Harvard Medical School, Boston, Massachusetts; Department of Orthopedic Surgery, Massachusetts General Hospital, Boston, Massachusetts.
J Arthroplasty. 2024 Aug;39(8):1959-1966.e1. doi: 10.1016/j.arth.2024.03.028. Epub 2024 Mar 19.
The Coronavirus Disease 2019 (COVID-19) pandemic decreased surgical volumes, but prior studies have not investigated recovery through 2022, or analyzed specific procedures or cases of urgency within orthopedic surgery. The aims of this study were to (1) quantify the declines in orthopedic surgery volume during and after the pandemic peak, (2) characterize surgical volume recovery during the postvaccination period, and (3) characterize recovery in the 1-year postvaccine release period.
We conducted a retrospective cohort study of 27,476 orthopedic surgeries from January 2019 to December 2022 at one urban academic quaternary referral center. We reported trends over the following periods: baseline pre-COVID-19 period (1/6/2019 to 1/4/2020), COVID-19 peak (3/15/2020 to 5/16/2020), post-COVID-19 peak (5/17/2020 to 1/2/2021), postvaccine release (1/3/2021 to 1/1/2022), and 1-year postvaccine release (1/2/2022 to 12/30/2022). Comparisons were performed with 2 sample t-tests.
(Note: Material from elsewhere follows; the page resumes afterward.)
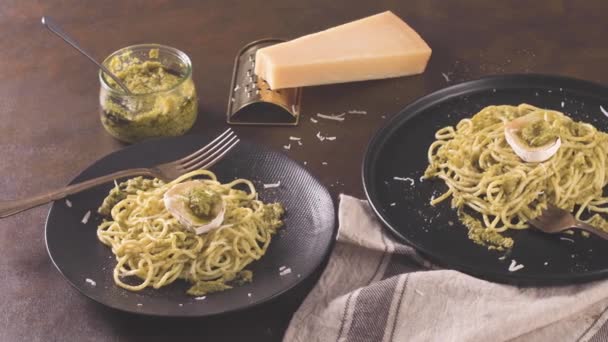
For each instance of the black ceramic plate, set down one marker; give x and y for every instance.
(301, 244)
(400, 150)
Pre-COVID-19 surgical volume fell by 72% at the COVID-19 peak, especially impacting elective procedures (P < .001) and both hip and knee joint arthroplasty (P < .001) procedures. Nonurgent (P = .024) and urgent or emergency (P = .002) cases also significantly decreased. Postpeak recovery before the vaccine saw volumes rise to 92% of baseline, which further rose to 96% and 94% in 2021 and 2022, respectively. While elective procedures surpassed the baseline in 2022, nonurgent and urgent or emergency surgeries remained low.
The COVID-19 pandemic substantially reduced orthopedic surgical volumes, which have still not fully recovered through 2022, particularly nonelective procedures. The differential recovery within an orthopedic surgery program may result in increased morbidity and can serve to inform department-level operational recovery.
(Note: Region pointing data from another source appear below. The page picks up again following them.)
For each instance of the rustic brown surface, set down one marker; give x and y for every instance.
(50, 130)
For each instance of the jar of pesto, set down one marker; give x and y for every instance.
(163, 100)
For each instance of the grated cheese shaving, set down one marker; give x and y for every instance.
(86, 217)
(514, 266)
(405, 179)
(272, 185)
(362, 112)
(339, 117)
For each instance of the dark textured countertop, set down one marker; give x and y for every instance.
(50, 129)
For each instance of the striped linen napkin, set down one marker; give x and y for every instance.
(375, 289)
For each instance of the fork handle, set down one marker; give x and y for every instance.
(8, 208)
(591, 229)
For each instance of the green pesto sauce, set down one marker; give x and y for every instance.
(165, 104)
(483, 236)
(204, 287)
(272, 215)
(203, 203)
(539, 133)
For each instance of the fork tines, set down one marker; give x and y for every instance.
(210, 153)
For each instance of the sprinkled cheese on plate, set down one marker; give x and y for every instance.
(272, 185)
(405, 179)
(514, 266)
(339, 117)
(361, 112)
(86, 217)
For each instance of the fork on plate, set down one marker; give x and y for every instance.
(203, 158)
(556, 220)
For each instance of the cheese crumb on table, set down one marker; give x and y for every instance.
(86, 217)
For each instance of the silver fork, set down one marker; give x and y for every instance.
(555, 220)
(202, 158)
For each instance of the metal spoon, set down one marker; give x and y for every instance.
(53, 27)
2019 年冠状病毒病(COVID-19)大流行减少了手术量,但之前的研究并未调查 2022 年之前的恢复情况,也未分析过骨科手术内的具体手术或紧急情况。本研究的目的是:(1)量化大流行高峰期和之后骨科手术量的下降;(2)描述疫苗接种后期间的手术量恢复情况;(3)描述疫苗接种发布后 1 年的恢复情况。
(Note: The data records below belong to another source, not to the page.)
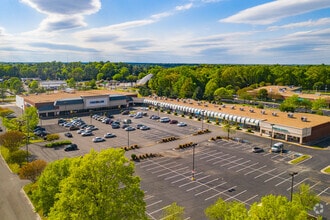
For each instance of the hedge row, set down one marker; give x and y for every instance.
(132, 147)
(183, 146)
(58, 143)
(169, 139)
(202, 132)
(144, 156)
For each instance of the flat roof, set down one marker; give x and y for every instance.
(57, 95)
(281, 118)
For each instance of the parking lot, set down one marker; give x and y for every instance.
(226, 169)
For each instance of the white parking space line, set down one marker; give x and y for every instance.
(185, 178)
(233, 197)
(288, 189)
(167, 168)
(148, 197)
(323, 191)
(215, 156)
(159, 201)
(220, 193)
(240, 164)
(264, 173)
(233, 161)
(223, 159)
(247, 167)
(211, 188)
(206, 153)
(202, 185)
(158, 166)
(267, 180)
(164, 174)
(179, 174)
(254, 170)
(204, 177)
(246, 201)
我们对一家城市学术四级转诊中心 2019 年 1 月至 2022 年 12 月的 27476 例骨科手术进行了回顾性队列研究。我们报告了以下时间段的趋势:基线 COVID-19 前时期(2019 年 1 月 6 日至 2020 年 4 月 4 日)、COVID-19 高峰期(2020 年 3 月 15 日至 2020 年 5 月 16 日)、COVID-19 高峰期后(2020 年 5 月 17 日至 2021 年 1 月 2 日)、疫苗发布后(2021 年 1 月 3 日至 2022 年 1 月 1 日)和疫苗发布后 1 年(2022 年 1 月 2 日至 2022 年 12 月 30 日)。使用 2 样本 t 检验进行比较。
COVID-19 高峰期前的手术量下降了 72%,特别是择期手术(P<.001)和髋关节和膝关节置换术(P<.001)。非紧急(P=.024)和紧急或紧急(P=.002)病例也显著减少。疫苗接种前的高峰期后恢复使手术量恢复到基线的 92%,2021 年和 2022 年分别进一步上升到 96%和 94%。虽然择期手术在 2022 年超过了基线,但非紧急和紧急或紧急手术仍然很低。
COVID-19 大流行大大减少了骨科手术量,截至 2022 年尚未完全恢复,特别是非选择性手术。骨科手术项目内的差异恢复可能会导致发病率增加,并有助于为部门级运营恢复提供信息。